Table 1 Recovery rates of T. s. asiatica metacestodes from eighteen SCID mice subcutaneously
inoculated with oncospheres
Oncospheres SCID Mice Metacestodes recovery
Number Source a Inoculation
Number Age of
A Subcutaneous20,000 5 12, 20 133.6 20-218 0.1-1.1
Intraperitoneal 18,600 5 12, 20 10.8 0-50 0-0.3
B Subcutaneous 40,000 3 24, 62 153.6 1-450 0.003-1.1
Subcutaneous 20,000 5 10-45 814.2 174-2,000 b 0.9-6.4
a Source A: Eggs collected from worms after deworm treatment in December, 2003 and inoculated
into mice on January 9, 2004.
a Source B: Eggs collected from worms after deworm treatment in April, 2004 and inoculated in
bThe number of recovered metacestodes from 1 (2000 metacestodes were recovered) of the 5 mice
was estimated by the dilution method, and the other samples were counted without diluting.
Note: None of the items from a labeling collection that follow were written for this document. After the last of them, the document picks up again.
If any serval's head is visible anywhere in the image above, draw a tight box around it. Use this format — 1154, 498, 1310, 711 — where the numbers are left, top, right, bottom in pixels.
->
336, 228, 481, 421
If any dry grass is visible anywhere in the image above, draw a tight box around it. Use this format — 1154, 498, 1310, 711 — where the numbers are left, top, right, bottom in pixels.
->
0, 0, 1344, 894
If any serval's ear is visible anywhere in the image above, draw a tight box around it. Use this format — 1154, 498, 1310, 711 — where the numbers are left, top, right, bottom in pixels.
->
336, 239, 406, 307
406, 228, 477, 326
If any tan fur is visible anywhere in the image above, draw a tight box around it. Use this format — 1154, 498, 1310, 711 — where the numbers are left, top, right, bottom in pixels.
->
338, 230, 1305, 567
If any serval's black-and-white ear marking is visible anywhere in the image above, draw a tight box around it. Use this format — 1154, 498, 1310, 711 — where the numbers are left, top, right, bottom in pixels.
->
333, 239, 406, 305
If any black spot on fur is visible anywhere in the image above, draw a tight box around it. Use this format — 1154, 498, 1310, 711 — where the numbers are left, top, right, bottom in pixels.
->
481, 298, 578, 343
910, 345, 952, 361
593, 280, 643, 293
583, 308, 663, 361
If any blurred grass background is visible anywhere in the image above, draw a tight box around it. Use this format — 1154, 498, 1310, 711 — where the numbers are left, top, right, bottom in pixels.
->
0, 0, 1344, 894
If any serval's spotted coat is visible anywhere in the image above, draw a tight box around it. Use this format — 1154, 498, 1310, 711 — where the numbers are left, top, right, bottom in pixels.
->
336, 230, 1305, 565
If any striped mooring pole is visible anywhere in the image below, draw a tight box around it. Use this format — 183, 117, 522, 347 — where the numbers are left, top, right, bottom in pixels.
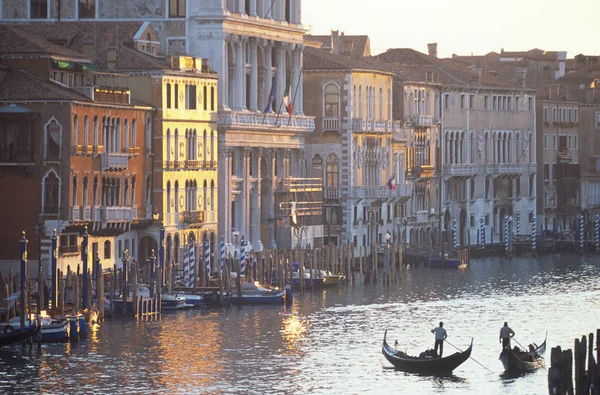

Development of tapeworms in human and alternative definitive hosts
Three human volunteers (1 female, volunteer A; age 30, 2 males, volunteer B and volunteer C;
age 26 and 51 years old) each swallowed five 45-week-old cysticerci that were obtained from the
SCID mice. After eating the cysticerci, the human volunteers checked their feces daily for the
presence of proglottids. Fifty-five 3-week-old male golden hamsters were purchased from a
commercial breeder (SLC, Shizuoka, Japan) and used for the experiment after 3 weeks
acclimatization (Table 2). The hamsters were divided into 2 groups, designated H1 and H2, and then
orally inoculated with 20 or 24 week-old cysticerci, respectively. Eighty-one 5 to 11 week-old male
and female Mongolian gerbils raised in our laboratory, were used for the experiment (Table 2). The
gerbils were orally inoculated with 10, 20, 21 and 45 week-old cysticerci and divided into 4 groups,
namely G1, G2, G3 and G4. The animals were injected subcutaneously with prednisolone acetate at
different schedules as shown in Table 2. They were then orally inoculated with cysticerci of T. s.
asiatica obtained from the SCID mice by stomach tubes and fed commercial pellet food (CLEA,
Tokyo, Japan) and water ad libitum. Animals were sacrificed under ethyl ether anaesthesia at 2 to
146 days post inoculation (DPI) and tapeworms were collected from their intestines. After relaxing
the worm in saline at 4˚C overnight, the worms were fixed in 70% ethanol, stained with
acid-carmine and observed under light microscope.